Уже стемнело, но в вечерних сумерках я заметил, с каким нескрываемым восхищением смотрела на меня Цинтия.
— Доктор, вы прямо как Британская энциклопедия. Вы все знаете.
— Стараюсь, — скромно ответил я.
— Вы, наверно, и на санскрите умеете говорить?
— Абсолютно свободно, — соврал я, не моргнув глазом. Цинтия поверила.
— Я думаю, вы знаете и русских писателей. Расскажите мне о Достоевском или о Беле Бартоке. У меня есть одна подруга, от которой я много слышала о них.
— Бартока я никогда не видел, — проговорил я с фальшивой искренностью, в глубине души поражаясь ее необразованности. — А старину Достоевского я хорошо знал. Он учился в одном классе с моим отцом и частенько приходил к нам ужинать. У него была борода, как у Пирса Гвина Мора.
— Как я вам завидую! — вздохнула Цинтия. — Вы уже в детстве были знакомы с такими известными людьми… А скажите мне, пожалуйста, почему Экс-ла-Шапель по-немецки называют Аахеном?
Я не ответил. Во-первых, потому что не знал этого, а во-вторых, потому что внезапно раскусил Цинтию и страшно разозлился на себя. Женщины вообще то и дело вводят нас в заблуждение. Бывают моменты, когда они ведут себя как нормальные люди — и такой простофиля филолог вроде меня начинает заливаться соловьем в непоколебимой уверенности, что женщине интересны его байки. На самом же деле еще не случалось такого, чтобы отвлеченные и возвышенные материи сами по себе вызывали у женщины интерес. Тут всегда кроется подвох. Она либо делает вид, будто ее это чрезвычайно интересует, и таким образом влезает в доверие к мужчине, либо пытается что-то усвоить, и это гораздо хуже. Если женщина стремится к знаниям, ею движет определенный расчет, замешанный на любопытстве: предстать перед окружающими в обличье образованной дамы, как в новом вечернем туалете, и полюбоваться произведенным эффектом.

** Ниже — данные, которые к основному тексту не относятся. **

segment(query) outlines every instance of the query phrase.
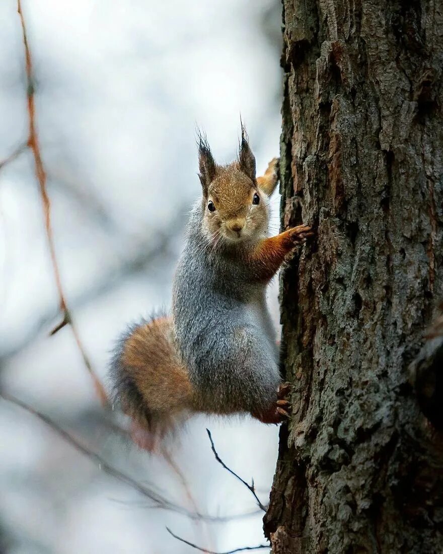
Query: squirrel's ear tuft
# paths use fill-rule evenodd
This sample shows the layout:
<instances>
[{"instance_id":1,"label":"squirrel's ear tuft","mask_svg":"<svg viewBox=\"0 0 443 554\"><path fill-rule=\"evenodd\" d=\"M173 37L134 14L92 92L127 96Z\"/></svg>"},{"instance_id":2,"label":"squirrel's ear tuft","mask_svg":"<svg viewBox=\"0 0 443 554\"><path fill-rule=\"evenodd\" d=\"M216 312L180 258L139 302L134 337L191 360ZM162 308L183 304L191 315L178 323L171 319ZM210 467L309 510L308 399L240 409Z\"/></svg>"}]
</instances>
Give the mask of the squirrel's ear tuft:
<instances>
[{"instance_id":1,"label":"squirrel's ear tuft","mask_svg":"<svg viewBox=\"0 0 443 554\"><path fill-rule=\"evenodd\" d=\"M241 120L240 120L241 121ZM253 182L255 182L255 156L249 147L248 135L243 122L241 123L241 142L239 151L240 168Z\"/></svg>"},{"instance_id":2,"label":"squirrel's ear tuft","mask_svg":"<svg viewBox=\"0 0 443 554\"><path fill-rule=\"evenodd\" d=\"M215 177L215 162L211 153L206 135L197 130L198 146L198 176L203 189L203 196L208 194L208 189Z\"/></svg>"}]
</instances>

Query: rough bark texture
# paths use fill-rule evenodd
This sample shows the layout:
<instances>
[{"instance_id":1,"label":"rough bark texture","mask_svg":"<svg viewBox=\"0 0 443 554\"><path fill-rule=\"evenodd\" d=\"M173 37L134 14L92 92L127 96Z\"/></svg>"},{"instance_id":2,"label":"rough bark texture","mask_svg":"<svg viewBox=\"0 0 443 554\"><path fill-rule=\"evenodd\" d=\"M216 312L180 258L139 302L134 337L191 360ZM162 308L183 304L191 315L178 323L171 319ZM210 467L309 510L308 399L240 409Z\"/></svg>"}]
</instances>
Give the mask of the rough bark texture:
<instances>
[{"instance_id":1,"label":"rough bark texture","mask_svg":"<svg viewBox=\"0 0 443 554\"><path fill-rule=\"evenodd\" d=\"M274 554L442 552L443 3L284 3L282 223L318 236L281 276L265 531Z\"/></svg>"}]
</instances>

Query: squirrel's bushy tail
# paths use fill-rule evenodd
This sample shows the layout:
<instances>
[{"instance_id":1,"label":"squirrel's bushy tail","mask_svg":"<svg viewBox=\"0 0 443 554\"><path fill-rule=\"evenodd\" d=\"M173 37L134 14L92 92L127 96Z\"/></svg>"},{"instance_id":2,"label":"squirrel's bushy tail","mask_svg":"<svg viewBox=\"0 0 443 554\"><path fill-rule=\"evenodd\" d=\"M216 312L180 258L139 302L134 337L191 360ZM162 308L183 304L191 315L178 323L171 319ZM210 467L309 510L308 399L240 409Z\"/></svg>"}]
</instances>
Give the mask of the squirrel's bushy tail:
<instances>
[{"instance_id":1,"label":"squirrel's bushy tail","mask_svg":"<svg viewBox=\"0 0 443 554\"><path fill-rule=\"evenodd\" d=\"M153 449L191 407L192 388L170 317L131 326L119 341L110 376L115 402L132 419L132 438L146 449Z\"/></svg>"}]
</instances>

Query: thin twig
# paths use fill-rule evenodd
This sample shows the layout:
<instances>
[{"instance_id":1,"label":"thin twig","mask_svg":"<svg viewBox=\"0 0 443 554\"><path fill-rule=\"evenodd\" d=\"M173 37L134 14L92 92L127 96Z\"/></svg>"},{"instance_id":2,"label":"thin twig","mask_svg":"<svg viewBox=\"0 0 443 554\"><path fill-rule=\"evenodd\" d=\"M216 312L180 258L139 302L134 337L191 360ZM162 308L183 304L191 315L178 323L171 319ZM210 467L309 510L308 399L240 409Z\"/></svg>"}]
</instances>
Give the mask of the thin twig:
<instances>
[{"instance_id":1,"label":"thin twig","mask_svg":"<svg viewBox=\"0 0 443 554\"><path fill-rule=\"evenodd\" d=\"M12 154L9 154L7 158L5 158L4 160L2 160L2 161L0 162L0 171L1 171L8 163L10 163L16 158L18 158L22 152L24 152L27 147L28 143L24 142L23 144L20 144L18 148L16 148Z\"/></svg>"},{"instance_id":2,"label":"thin twig","mask_svg":"<svg viewBox=\"0 0 443 554\"><path fill-rule=\"evenodd\" d=\"M59 435L59 437L61 437L63 440L65 440L71 447L73 447L76 450L80 452L84 455L87 456L90 459L95 461L100 469L104 471L105 473L110 475L111 477L114 477L115 479L116 479L121 483L123 483L125 484L128 485L132 489L135 489L142 496L148 498L150 500L153 502L155 505L154 506L150 506L149 507L150 508L158 508L161 510L169 510L182 515L187 516L191 519L202 519L204 520L205 521L212 522L229 521L231 519L235 519L238 517L240 518L243 516L246 517L248 515L252 515L239 514L239 515L234 515L231 516L227 516L225 517L218 517L217 516L210 516L204 514L199 514L197 512L192 512L187 510L181 506L175 504L170 500L163 497L161 495L158 494L155 491L150 489L148 486L138 483L138 481L133 479L133 478L130 477L129 475L127 475L122 471L121 471L119 469L117 469L116 468L111 465L106 461L106 460L102 458L100 454L97 454L96 452L94 452L93 450L89 449L87 447L82 444L77 439L71 435L70 433L64 429L62 429L62 428L60 427L58 424L56 423L55 422L54 422L50 417L46 416L45 414L39 412L38 410L35 409L35 408L33 408L32 406L29 406L23 401L20 400L12 394L9 394L4 391L0 392L0 397L2 398L4 400L7 401L7 402L11 402L12 404L20 407L29 413L32 414L33 416L38 418L40 421L43 422L45 425L49 427L53 431ZM255 513L256 514L259 512L256 512Z\"/></svg>"},{"instance_id":3,"label":"thin twig","mask_svg":"<svg viewBox=\"0 0 443 554\"><path fill-rule=\"evenodd\" d=\"M254 480L253 480L252 485L250 485L244 479L242 479L239 475L238 475L235 471L233 471L230 468L228 468L226 464L225 464L225 463L221 459L217 453L217 451L215 450L215 447L214 445L214 441L212 440L212 437L211 436L211 432L209 429L207 429L206 432L208 433L208 436L209 437L209 440L211 442L211 448L212 449L212 452L214 453L214 455L215 456L215 459L222 466L223 466L223 467L225 468L225 469L227 470L231 475L234 475L234 477L236 477L239 481L242 483L246 487L251 491L251 493L252 493L254 495L254 497L257 501L257 504L258 505L259 507L260 510L262 510L264 512L265 512L266 511L266 507L262 504L261 502L260 502L260 499L255 493L255 487L254 485Z\"/></svg>"},{"instance_id":4,"label":"thin twig","mask_svg":"<svg viewBox=\"0 0 443 554\"><path fill-rule=\"evenodd\" d=\"M173 533L168 527L166 527L166 530L169 535L172 535L172 536L174 538L177 538L178 541L181 541L182 542L184 542L186 545L192 546L193 548L195 548L197 550L199 550L200 552L207 552L207 554L234 554L235 552L245 552L246 550L259 550L261 548L269 548L270 547L269 545L257 545L256 546L244 546L243 548L234 548L234 550L226 550L224 552L217 552L213 550L207 550L206 548L202 548L201 546L197 546L197 545L194 545L193 542L190 542L189 541L187 541L184 538L182 538L181 537L179 537L178 535L176 535L175 533Z\"/></svg>"},{"instance_id":5,"label":"thin twig","mask_svg":"<svg viewBox=\"0 0 443 554\"><path fill-rule=\"evenodd\" d=\"M55 284L59 295L59 304L61 313L63 314L62 324L57 326L56 330L54 330L53 333L61 329L64 325L69 324L72 329L73 334L77 343L79 350L81 354L83 361L92 377L95 387L96 391L104 406L107 405L107 398L105 391L105 388L96 375L89 358L86 353L80 338L80 336L77 331L77 329L72 320L70 312L68 309L66 297L63 291L63 288L61 285L61 279L60 275L57 257L55 254L55 247L54 243L54 235L53 234L52 227L51 225L51 205L49 197L48 194L47 187L47 175L45 171L44 166L42 160L42 155L40 152L40 146L38 140L38 135L37 134L37 127L35 125L35 104L34 99L34 87L33 79L32 60L31 58L30 49L28 42L28 36L26 32L26 25L25 24L23 13L22 11L22 4L20 0L17 0L17 11L20 17L20 22L22 24L22 30L23 32L23 44L24 45L25 53L25 66L26 70L26 76L28 81L27 89L27 96L28 101L28 116L29 124L29 135L27 142L27 146L30 148L34 156L34 160L35 165L35 175L40 186L40 194L42 197L42 202L43 205L43 213L45 220L45 229L48 239L48 244L50 253L51 260L52 261L53 270L55 279Z\"/></svg>"}]
</instances>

Я вскочил и принялся яростно мерить шагами библиотеку. Цинтия молча смотрела на меня из кресла, и взгляд ее был мечтательным и одухотворенным, будто она грезила наяву о сказочном Царстве фей, в которое человек стремится всей душой, увидев его хоть раз во сне.

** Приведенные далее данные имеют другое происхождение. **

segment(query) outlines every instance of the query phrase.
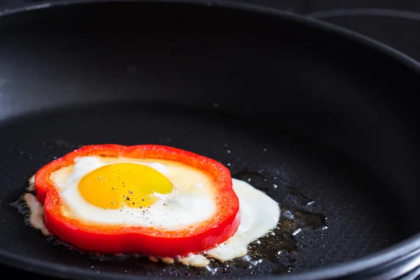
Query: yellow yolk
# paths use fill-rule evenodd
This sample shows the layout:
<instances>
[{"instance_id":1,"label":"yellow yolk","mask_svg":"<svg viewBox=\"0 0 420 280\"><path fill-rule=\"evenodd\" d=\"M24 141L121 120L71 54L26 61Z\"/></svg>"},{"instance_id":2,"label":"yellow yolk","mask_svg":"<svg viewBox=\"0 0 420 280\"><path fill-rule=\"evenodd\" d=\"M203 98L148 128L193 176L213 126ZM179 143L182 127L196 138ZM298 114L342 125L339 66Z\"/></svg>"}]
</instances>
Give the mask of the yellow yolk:
<instances>
[{"instance_id":1,"label":"yellow yolk","mask_svg":"<svg viewBox=\"0 0 420 280\"><path fill-rule=\"evenodd\" d=\"M161 173L135 163L104 165L83 176L78 189L90 204L101 208L146 207L158 198L153 193L169 193L173 186Z\"/></svg>"}]
</instances>

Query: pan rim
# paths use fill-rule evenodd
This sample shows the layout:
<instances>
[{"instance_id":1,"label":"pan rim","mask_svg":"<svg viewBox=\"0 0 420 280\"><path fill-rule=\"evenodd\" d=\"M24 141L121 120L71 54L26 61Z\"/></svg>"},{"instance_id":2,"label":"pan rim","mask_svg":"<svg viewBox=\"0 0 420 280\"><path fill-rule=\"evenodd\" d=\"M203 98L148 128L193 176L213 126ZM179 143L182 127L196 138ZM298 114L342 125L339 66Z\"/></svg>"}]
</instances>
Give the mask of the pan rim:
<instances>
[{"instance_id":1,"label":"pan rim","mask_svg":"<svg viewBox=\"0 0 420 280\"><path fill-rule=\"evenodd\" d=\"M51 1L51 0L50 0ZM6 8L0 10L0 18L17 14L20 13L30 11L32 10L45 9L57 6L89 4L95 2L101 3L124 3L136 2L141 3L171 3L176 4L193 4L201 6L220 8L227 10L242 10L255 14L270 15L279 18L284 18L288 20L299 22L307 26L315 27L323 32L331 32L336 35L342 36L346 39L356 41L368 48L379 51L385 56L391 57L393 60L400 62L411 70L420 74L420 62L408 55L390 47L377 40L360 34L358 32L347 29L335 24L322 22L321 20L305 17L295 13L282 11L280 10L265 8L257 5L238 3L231 1L221 0L59 0L50 1L42 4L34 4L29 6L18 6L13 8ZM370 270L374 268L384 266L405 257L414 254L420 249L420 233L417 233L411 237L398 242L384 249L380 250L372 254L369 254L362 258L340 262L326 267L311 270L307 272L297 272L293 274L278 275L265 276L266 279L289 279L289 280L318 280L332 279L337 277L343 277L354 275L356 273ZM139 276L125 275L124 276L115 276L106 274L98 274L86 269L77 269L63 265L51 265L41 260L34 260L28 257L22 257L18 253L9 252L0 248L0 263L13 267L36 272L44 275L48 275L59 279L138 279ZM401 270L398 276L408 272L407 270ZM253 279L258 279L253 277Z\"/></svg>"}]
</instances>

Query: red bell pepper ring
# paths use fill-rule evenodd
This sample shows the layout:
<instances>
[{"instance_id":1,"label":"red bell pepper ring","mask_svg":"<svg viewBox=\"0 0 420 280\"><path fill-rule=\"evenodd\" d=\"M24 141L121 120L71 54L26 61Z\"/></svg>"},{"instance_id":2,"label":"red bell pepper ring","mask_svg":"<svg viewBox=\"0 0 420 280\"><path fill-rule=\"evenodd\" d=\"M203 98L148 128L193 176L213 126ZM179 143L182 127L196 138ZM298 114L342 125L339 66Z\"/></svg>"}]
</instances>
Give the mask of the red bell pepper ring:
<instances>
[{"instance_id":1,"label":"red bell pepper ring","mask_svg":"<svg viewBox=\"0 0 420 280\"><path fill-rule=\"evenodd\" d=\"M125 157L168 160L183 162L214 177L217 209L211 218L188 227L164 230L144 226L98 225L66 217L50 174L74 163L76 157ZM59 240L77 248L100 253L144 253L176 257L197 253L220 244L236 232L239 225L239 202L232 188L229 169L210 158L175 148L158 145L86 146L42 167L35 174L36 197L44 205L45 223Z\"/></svg>"}]
</instances>

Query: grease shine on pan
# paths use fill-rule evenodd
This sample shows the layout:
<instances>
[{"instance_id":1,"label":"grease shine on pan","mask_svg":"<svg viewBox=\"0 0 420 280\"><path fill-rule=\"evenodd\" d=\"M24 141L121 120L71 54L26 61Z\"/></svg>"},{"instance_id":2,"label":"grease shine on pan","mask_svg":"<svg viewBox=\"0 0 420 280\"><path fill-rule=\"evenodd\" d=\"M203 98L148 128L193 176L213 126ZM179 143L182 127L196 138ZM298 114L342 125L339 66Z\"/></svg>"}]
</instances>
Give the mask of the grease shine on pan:
<instances>
[{"instance_id":1,"label":"grease shine on pan","mask_svg":"<svg viewBox=\"0 0 420 280\"><path fill-rule=\"evenodd\" d=\"M46 228L64 243L196 266L245 255L280 216L220 163L162 146L85 146L41 168L34 186Z\"/></svg>"}]
</instances>

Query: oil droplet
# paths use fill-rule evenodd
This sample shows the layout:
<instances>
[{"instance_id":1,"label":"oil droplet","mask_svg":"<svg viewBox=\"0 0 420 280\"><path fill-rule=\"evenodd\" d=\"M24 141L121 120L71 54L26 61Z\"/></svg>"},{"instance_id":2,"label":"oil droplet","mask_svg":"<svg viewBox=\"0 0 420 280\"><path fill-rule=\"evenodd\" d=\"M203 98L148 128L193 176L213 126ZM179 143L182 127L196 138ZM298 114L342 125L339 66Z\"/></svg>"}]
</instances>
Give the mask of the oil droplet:
<instances>
[{"instance_id":1,"label":"oil droplet","mask_svg":"<svg viewBox=\"0 0 420 280\"><path fill-rule=\"evenodd\" d=\"M303 203L306 206L309 206L314 204L314 202L315 202L314 200L309 199L308 197L302 193L302 192L299 190L291 187L286 188L286 190L288 193L295 195L296 197L298 197L298 199L299 199L299 200L302 202L302 203Z\"/></svg>"}]
</instances>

И тут, как только я разобрался в истинной сущности Цинтии, у меня словно шоры упали с глаз. Я прозрел — и увидел, как она молода и прекрасна. Меня никогда не тянуло к женщинам, которых я находил слишком умными. Это казалось мне каким-то извращением. Но теперь, как только выяснилось, что Цинтия принадлежит к вполне симпатичному племени милых глупышек, во мне сразу проснулся сладострастный селадон.
— Цинтия, — сказал я со вздохом, — мне так жаль, что я провел столько времени среди книг. Жизнь проходит, я даже не заметил, как пролетели детство и юность. Так же незаметно наступит старость, и я останусь у разбитого корыта. Ослабеет память, я начну забывать то, что прочел за свою жизнь, и, оглядываясь назад, на прожитые годы, вынужден буду признать, что вел жалкое существование книжного червя, лишенного тепла и душевной ласки.